In [1]:
import pandas as pd
import numpy as np
from sklearn.model_selection import train_test_split
from sklearn.preprocessing import StandardScaler,LabelEncoder
from imblearn.over_sampling import SMOTE
from xgboost import XGBClassifier
from sklearn.metrics import accuracy_score, classification_report
from collections import Counter
import joblib

In [2]:
# Load dataset
df = pd.read_csv("nutrition_dataset_cleaned.csv")
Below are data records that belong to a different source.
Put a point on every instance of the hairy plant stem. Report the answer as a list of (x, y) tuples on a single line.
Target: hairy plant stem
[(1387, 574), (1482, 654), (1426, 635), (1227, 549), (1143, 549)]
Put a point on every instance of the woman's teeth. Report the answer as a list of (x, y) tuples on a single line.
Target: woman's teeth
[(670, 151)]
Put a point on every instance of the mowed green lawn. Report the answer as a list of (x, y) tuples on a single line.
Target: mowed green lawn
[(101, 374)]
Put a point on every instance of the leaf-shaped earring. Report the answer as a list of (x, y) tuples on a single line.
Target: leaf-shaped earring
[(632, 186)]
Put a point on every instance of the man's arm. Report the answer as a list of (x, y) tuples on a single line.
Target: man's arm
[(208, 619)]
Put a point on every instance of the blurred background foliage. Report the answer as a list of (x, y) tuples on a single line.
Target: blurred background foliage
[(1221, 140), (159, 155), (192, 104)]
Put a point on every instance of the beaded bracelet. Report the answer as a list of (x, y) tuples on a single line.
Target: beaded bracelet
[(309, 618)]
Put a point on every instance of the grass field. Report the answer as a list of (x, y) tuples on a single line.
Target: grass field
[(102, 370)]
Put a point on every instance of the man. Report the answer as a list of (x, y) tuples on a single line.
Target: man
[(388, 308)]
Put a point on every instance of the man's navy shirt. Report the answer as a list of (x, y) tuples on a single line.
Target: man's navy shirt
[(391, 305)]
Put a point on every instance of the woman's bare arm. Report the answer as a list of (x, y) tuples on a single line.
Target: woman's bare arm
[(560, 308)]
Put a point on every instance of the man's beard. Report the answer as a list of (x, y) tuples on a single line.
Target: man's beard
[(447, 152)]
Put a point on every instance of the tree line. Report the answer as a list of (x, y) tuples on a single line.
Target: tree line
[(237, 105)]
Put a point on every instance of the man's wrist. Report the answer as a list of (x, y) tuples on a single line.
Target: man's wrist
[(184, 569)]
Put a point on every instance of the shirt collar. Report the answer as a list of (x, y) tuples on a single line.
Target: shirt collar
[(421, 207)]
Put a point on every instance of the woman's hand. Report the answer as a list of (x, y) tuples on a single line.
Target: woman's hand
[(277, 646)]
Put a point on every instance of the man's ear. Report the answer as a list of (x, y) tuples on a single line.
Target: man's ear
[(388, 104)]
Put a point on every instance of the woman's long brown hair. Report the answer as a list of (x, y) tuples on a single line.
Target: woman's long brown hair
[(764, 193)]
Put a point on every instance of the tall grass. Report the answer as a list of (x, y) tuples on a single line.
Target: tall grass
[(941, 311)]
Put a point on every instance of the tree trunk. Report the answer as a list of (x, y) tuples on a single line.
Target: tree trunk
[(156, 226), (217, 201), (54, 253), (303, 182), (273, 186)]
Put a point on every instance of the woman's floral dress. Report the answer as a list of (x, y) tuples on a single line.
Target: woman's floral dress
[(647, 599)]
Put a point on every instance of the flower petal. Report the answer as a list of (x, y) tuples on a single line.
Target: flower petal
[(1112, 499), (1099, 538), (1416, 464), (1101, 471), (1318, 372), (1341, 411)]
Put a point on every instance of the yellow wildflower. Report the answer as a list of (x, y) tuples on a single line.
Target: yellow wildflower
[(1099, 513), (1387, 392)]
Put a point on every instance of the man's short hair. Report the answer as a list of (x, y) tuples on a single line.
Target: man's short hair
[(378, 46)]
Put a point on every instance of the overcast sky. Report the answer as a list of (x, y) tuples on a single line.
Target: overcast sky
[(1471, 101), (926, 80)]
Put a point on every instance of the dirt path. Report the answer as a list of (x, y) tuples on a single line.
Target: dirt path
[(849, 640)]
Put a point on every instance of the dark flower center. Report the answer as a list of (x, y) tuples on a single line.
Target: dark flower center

# Fix duplicate goal columns
if 'Goal_Weight Maintenance' in df.columns and 'Goal_Maintenance' in df.columns:
    df['Goal_Maintenance'] = df[['Goal_Maintenance', 'Goal_Weight Maintenance']].max(axis=1)
    df = df.drop(columns=['Goal_Weight Maintenance'])

# Create new feature: BMI
df['BMI'] = df['Weight'] / (df['Height'] / 100) ** 2

# Merge low-sample categories
df['Breakfast Category'] = df['Breakfast Category'].replace(['yogurt-based', 'egg-based'], 'other')
le = LabelEncoder()
df['Breakfast Category Encoded'] = le.fit_transform(df['Breakfast Category'])

# Define features and target
X = df[['Age', 'Gender', 'Height', 'Weight', 'Activity_Lightly Active', 'Activity_Moderately Active',
        'Activity_Sedentary', 'Activity_Very Active', 'Goal_Maintenance', 'Goal_Muscle Gain',
        'Goal_Weight Loss', 'Diet_Omnivore', 'Diet_Vegan', 'Diet_Vegetarian', 'BMI']]
y = df['Breakfast Category Encoded']

# Scale numerical features
scaler = StandardScaler()
X[['Age', 'Height', 'Weight', 'BMI']] = scaler.fit_transform(X[['Age', 'Height', 'Weight', 'BMI']])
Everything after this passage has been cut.